Irving did not attend Saturday’s matchup against the Washington Wizards, but neither did Durant, who had been a fixed presence on the bench during home games while recovering from his MCL sprain.

Teams have been far more interested in trading for Durant than they have had interest in Irving. The phone lines are hot in Brooklyn, where every team will make its best offer to poach the NBA’s 14th leading scorer in all-time history.

Yet whether or not Durant wants to remain in Brooklyn with Irving — the only other star on the roster — out of town is unclear. Ben Simmons has missed the last four games with left knee soreness, but sources familiar with Durant’s thinking tell the Daily News the star forward has been less than enthralled with Simmons, who is averaging just 7.9 points, 6.6 rebounds and six assists per game on a max contract in Brooklyn.

With Brooklyn’s championship window all but shut in a top-heavy conference with multiple star to superstar caliber players on each of the best teams, Durant could be the domino that sends the Nets back to the Play-In Tournament — or worse: back to the lottery after trading their own first-round picks and the swap rights to their own picks in the blockbuster deal to acquire James Harden from the Houston Rockets.

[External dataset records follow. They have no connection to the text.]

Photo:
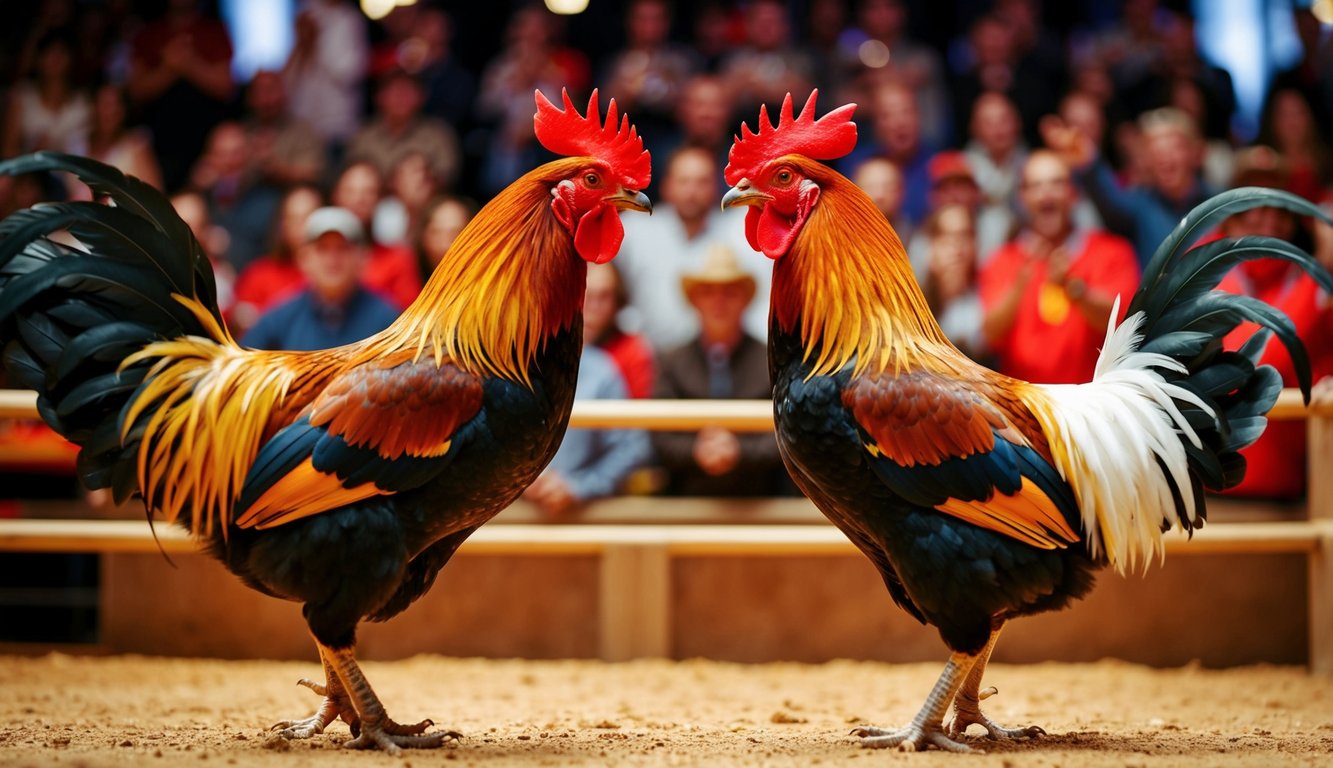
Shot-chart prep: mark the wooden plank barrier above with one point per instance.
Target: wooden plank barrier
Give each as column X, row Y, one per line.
column 636, row 559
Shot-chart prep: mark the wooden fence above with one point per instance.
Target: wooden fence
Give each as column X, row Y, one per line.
column 635, row 559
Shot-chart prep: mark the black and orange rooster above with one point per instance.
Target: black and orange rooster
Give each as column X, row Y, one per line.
column 341, row 479
column 977, row 496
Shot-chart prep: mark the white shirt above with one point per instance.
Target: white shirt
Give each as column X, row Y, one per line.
column 325, row 91
column 656, row 254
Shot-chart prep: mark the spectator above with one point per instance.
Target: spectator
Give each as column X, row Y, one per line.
column 1216, row 152
column 1145, row 212
column 47, row 112
column 716, row 30
column 399, row 130
column 1312, row 74
column 392, row 271
column 193, row 211
column 951, row 279
column 721, row 362
column 180, row 76
column 443, row 220
column 531, row 60
column 1179, row 63
column 112, row 142
column 952, row 183
column 1289, row 128
column 825, row 22
column 325, row 70
column 1277, row 462
column 283, row 150
column 399, row 215
column 275, row 278
column 592, row 463
column 704, row 119
column 995, row 64
column 896, row 134
column 449, row 87
column 335, row 308
column 1132, row 47
column 881, row 180
column 767, row 66
column 1048, row 294
column 237, row 200
column 648, row 74
column 880, row 46
column 604, row 299
column 996, row 150
column 659, row 248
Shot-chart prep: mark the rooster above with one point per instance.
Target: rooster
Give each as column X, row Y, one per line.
column 341, row 479
column 981, row 498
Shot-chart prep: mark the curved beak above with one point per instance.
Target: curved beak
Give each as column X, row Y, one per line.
column 744, row 195
column 631, row 200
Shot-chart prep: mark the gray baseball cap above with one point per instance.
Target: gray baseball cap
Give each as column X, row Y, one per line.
column 332, row 219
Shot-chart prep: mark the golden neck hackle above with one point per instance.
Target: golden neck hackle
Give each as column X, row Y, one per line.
column 848, row 288
column 508, row 283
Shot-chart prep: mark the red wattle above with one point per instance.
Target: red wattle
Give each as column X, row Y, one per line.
column 773, row 232
column 599, row 235
column 752, row 227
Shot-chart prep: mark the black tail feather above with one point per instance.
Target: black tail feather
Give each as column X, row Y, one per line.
column 72, row 311
column 1185, row 319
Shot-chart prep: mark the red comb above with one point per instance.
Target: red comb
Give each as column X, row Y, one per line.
column 569, row 134
column 831, row 136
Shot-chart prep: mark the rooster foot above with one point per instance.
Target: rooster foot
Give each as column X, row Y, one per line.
column 967, row 711
column 912, row 739
column 393, row 738
column 336, row 704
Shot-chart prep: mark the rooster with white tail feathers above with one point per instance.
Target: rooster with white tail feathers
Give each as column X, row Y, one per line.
column 981, row 498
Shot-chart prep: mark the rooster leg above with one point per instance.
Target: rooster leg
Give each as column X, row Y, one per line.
column 376, row 728
column 927, row 728
column 967, row 704
column 336, row 704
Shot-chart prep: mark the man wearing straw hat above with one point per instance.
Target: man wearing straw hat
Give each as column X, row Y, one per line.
column 721, row 362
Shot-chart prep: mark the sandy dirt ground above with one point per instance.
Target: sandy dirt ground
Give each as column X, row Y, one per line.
column 133, row 711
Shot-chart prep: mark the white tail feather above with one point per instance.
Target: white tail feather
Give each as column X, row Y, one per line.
column 1108, row 438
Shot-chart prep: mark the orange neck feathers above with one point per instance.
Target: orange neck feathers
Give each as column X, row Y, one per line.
column 847, row 286
column 508, row 283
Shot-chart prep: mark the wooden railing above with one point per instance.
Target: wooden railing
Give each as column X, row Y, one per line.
column 635, row 559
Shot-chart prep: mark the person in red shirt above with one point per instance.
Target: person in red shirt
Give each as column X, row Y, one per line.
column 1048, row 294
column 275, row 276
column 604, row 298
column 392, row 272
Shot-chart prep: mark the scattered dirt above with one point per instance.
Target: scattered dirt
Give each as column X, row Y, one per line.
column 133, row 711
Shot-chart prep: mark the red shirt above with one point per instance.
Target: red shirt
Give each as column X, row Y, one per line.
column 1051, row 342
column 267, row 282
column 393, row 275
column 1276, row 463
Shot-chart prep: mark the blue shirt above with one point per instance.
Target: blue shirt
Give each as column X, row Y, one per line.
column 305, row 323
column 1139, row 214
column 596, row 462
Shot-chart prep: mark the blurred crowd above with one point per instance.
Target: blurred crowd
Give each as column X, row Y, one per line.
column 1031, row 156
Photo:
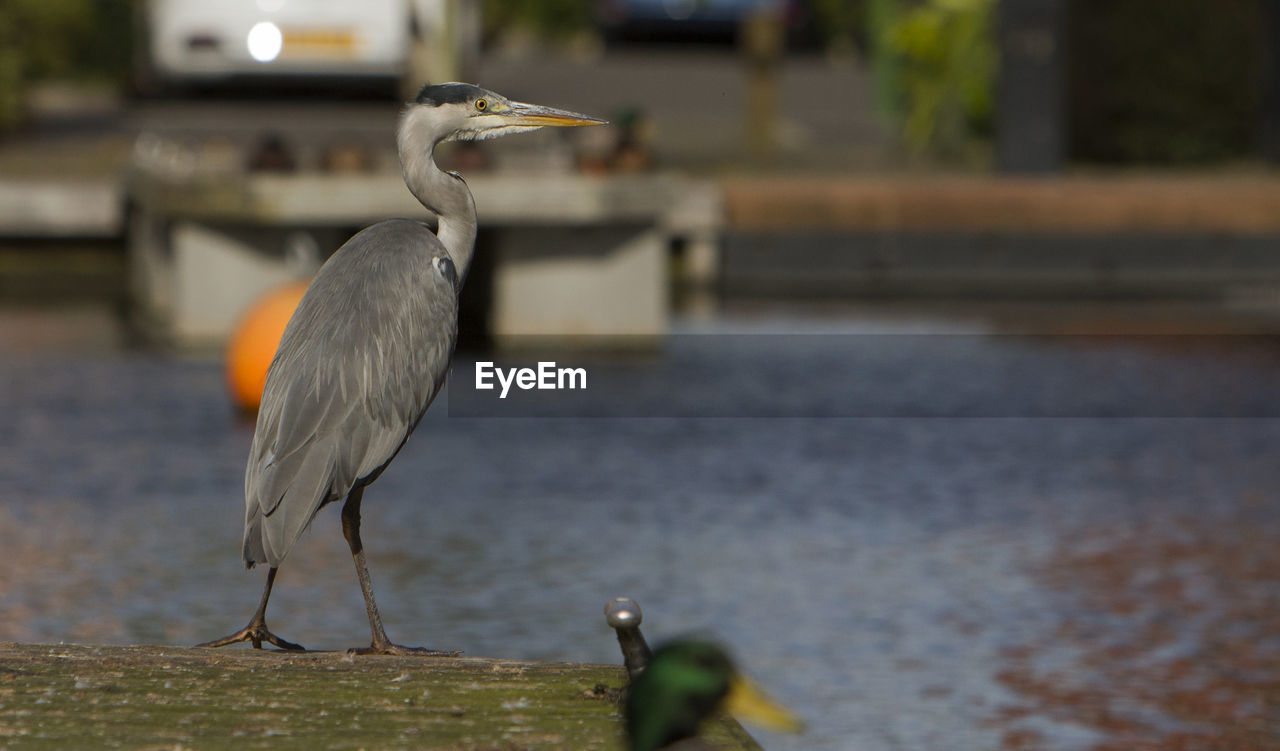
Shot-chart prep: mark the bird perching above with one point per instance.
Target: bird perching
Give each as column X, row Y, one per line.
column 686, row 682
column 368, row 348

The Nets have nothing to show for the Durant and Irving era — except an exorbitant luxury tax bill, a second-round playoff exit, a first-round sweep at the hands of the Boston Celtics, and fans who have paid premium pricing for season tickets only to watch another year riddled with championship expectations come crashing down before the All-Star break.

Many of those fans lined up to see Irving’s offensive talents, though a number of them booed Irving as he was introduced on the Jumbotron ahead of tipoff against the Wizards on Saturday.